WTF-8: Limitations of character encodings, character sets, and code

I read Ashley Blewer’s “Artist_Exhibition-copy (FINAL)(2).mov: Preserving diacritics in filenames as significant properties in media conservation”, which lead me to re-reading “Invisible Defaults and Perceived Limitations: Processing the Juan Gelman Files” by Elvia Arroyo-Ramírez. That and (2) a comment about Blewer’s blog post: “Would love to do more research on this from a conservation perspective” — so here’s an attempt to open up the conversation by echoing Ashley’s breakdown with an artwork that highlights the cultural biases of computer science and challenges the assumptions made in programming.

Source ? Developer : Conservator

In 2013, computer scientist and artist, Ramsey Nasser programmed قلب (Qlb) during his residency at EYEBEAM. It is a functional programming language written entirely in Arabic that is a conceptual art piece.

‫قلب‬ is a “Lisp-like programing language with minimal Scheme-like parenthesize syntax.” It uses REPL, Editor, PEG.js (a parser), and largely based on the implementation of Lispy. (https://github.com/nasser/---).

While ‫قلب‬ doesn’t use the tradition UTF-8 encoding for the front-end interface users see, the JavaScript in the back-end is all UTF-16 and written in English.
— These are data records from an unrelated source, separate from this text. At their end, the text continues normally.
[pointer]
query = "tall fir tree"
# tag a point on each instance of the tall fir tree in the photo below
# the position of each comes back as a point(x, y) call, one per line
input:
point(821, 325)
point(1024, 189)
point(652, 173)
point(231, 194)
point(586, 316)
And doesn’t mention which Arabic dialect it is written in (an aspect that speakers and coders would distinguish today)

Digital imperialism: teach yourself how to code! — …. but you’ll need to learn English first

Do non-English speakers code? Yes.

Are they fluent in English? Not necessarily.
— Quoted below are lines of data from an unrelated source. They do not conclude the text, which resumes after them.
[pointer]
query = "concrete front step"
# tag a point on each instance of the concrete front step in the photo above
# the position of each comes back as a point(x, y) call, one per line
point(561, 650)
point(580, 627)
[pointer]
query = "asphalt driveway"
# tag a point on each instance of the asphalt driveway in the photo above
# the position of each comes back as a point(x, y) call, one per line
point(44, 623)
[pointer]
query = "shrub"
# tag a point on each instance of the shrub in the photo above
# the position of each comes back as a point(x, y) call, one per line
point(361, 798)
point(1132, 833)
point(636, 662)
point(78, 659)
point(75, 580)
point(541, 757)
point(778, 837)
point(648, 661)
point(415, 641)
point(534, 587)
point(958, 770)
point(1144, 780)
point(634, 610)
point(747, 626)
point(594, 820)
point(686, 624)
Do you need to know English in order to code?

Scott Hanselman posed this question back in 2008 and I’d honestly like to think no, but it’s hard to see the inclusion or progress when I can’t use the tilde, or even accent in my own name, Ramírez-López, without getting character encoding errors.

“All modern programming tools are based on the ASCII character set, which encodes Latin Characters and was originally based on the English Language.”
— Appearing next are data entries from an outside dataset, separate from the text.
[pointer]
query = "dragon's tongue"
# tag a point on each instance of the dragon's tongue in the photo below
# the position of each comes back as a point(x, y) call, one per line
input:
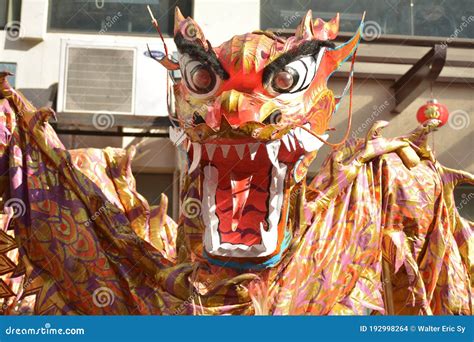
point(240, 194)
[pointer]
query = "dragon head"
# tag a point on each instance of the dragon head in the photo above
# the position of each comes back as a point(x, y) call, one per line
point(251, 115)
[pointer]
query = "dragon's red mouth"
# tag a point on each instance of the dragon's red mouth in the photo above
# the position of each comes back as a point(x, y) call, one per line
point(244, 184)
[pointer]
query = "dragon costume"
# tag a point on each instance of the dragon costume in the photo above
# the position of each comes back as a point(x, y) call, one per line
point(375, 232)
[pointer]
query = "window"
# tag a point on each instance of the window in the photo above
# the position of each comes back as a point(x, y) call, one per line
point(440, 18)
point(10, 11)
point(12, 68)
point(114, 16)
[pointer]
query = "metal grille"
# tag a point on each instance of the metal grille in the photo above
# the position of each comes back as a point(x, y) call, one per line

1950s: IBM starts its process towards ASCII with Binary Coded Decimal (BCD), a four-bit encoding that stored decimal numbers in a binary form.

“Instead of numbers running from 0000 (0) to 1111 (15), they ran from 0000 (0) to 1001 (9) — each four bits representing a single digit.” (https://www.whoishostingthis.com/resources/ascii/).

1963: IBM created the Extended Binary Coded Decimal Interchange Code, an 8-bit encoding for all “standard printable characters”

1991/1992: Ken Thompson, with the help of Rob Pike, invented UTF-8: http://doc.cat-v.org/bell_labs/utf-8_history

2007: ASCII gets replace by UTF-8 as its Unicode was not only the same as the first 128 characters of ASCII, but also could display Chinese, Japanese and Arabic.

The algorithms developed that we use to map and translate are all based on a Western culture that is solely-based on an English language, Latin character set. This wouldn’t be an issue if the products weren’t pushed to other countries to adapt and work in their local environments only to break when it enters another environment — usually through an acquisition

In interviews, Nasser expressed how “If [non-English languages, especially non-Latin character encodings] could exist, it would make people’s lives so much easier, but rewriting the last 50 years of software engineering isn’t on the table. (MIC 2015)” [Nasser] teaches programming to students from around the world. A lot of whom are not native English speakers, but are still taught JavaScript and C Sharp — languages that all have English words build into them: ‘if,’ ‘while,’ ‘do.’ (from “Arabic Programming language at Eyebeam”).

To parallel this to the field of archives and libraries, one of the main issues is that “despite the democratizing promise of technology… the digital tools we build and provide are likely to reflect and perpetuate stereotypes, biases, and inequalities.” — Chris Bourg.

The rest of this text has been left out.